Projet de territoire, la charte du parc national (approuvée par décret en Conseil d’État après un processus consultatif local et national, pour une durée de 15 ans), en intégrant la pluralité d’usages, de perceptions et de valeurs, définit pour le cœur et l’aire d’adhésion une politique concertée de protection, de mise en valeur et de développement durable. L’objectif visé est d’atteindre au niveau du territoire du parc national un niveau d’excellence environnementale par l’intégration de la préservation des patrimoines et des principes de durabilité dans les activités s’y exerçant.

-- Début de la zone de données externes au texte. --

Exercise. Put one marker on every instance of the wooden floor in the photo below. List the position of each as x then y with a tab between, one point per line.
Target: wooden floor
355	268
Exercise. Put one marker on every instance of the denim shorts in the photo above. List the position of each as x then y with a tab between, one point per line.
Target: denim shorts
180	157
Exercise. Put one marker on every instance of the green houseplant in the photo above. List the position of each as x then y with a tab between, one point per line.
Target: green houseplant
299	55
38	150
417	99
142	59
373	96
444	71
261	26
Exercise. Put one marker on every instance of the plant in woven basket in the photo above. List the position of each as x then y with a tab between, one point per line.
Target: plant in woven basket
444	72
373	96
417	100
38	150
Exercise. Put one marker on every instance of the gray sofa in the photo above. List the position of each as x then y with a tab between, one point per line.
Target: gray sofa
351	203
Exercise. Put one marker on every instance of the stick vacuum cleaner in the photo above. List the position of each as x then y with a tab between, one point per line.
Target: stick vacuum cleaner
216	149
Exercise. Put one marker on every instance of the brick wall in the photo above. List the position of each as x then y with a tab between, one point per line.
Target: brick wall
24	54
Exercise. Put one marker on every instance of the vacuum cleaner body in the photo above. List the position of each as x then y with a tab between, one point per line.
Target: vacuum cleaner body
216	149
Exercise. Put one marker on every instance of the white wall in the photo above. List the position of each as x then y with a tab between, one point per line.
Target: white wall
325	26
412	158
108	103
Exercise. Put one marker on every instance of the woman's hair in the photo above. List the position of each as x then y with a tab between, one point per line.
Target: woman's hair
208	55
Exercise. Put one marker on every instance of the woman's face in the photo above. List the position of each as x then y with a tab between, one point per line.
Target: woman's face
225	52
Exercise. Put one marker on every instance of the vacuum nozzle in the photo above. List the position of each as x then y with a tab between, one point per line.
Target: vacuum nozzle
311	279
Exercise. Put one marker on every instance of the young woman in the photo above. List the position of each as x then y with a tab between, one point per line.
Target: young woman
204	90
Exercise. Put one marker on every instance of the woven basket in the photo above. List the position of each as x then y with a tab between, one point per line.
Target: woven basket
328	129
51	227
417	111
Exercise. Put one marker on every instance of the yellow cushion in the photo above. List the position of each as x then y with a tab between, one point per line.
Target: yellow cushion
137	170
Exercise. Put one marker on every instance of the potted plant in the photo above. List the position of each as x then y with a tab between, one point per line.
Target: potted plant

Des établissements publics administratifs autonomes financièrement et dotés de personnalité morale sont créés pour assurer la gestion de chaque parc national. Ces établissements ont parmi leurs missions celle d’apporter aux collectivités territoriales et à leurs groupements un appui technique en matière de préservation des espaces naturels et pour la réalisation d’aménagements concernant le patrimoine naturel, culturel et paysager, dans les conditions prévues par le code des marchés publics. Cet appui technique est apporté dans le cadre des dispositions des chartes de parc qui peuvent prévoir explicitement des actions que l’établissement peut entreprendre. Il est en général tourné vers le développement durable des activités de tourisme et vers la coopération transfrontalière. Enfin, les établissements peuvent attribuer des subventions destinées au financement de projet concourant çà la mise en œuvre de la charte du parc, qui peuvent s’ajouter à d’autres cofinancements d’État.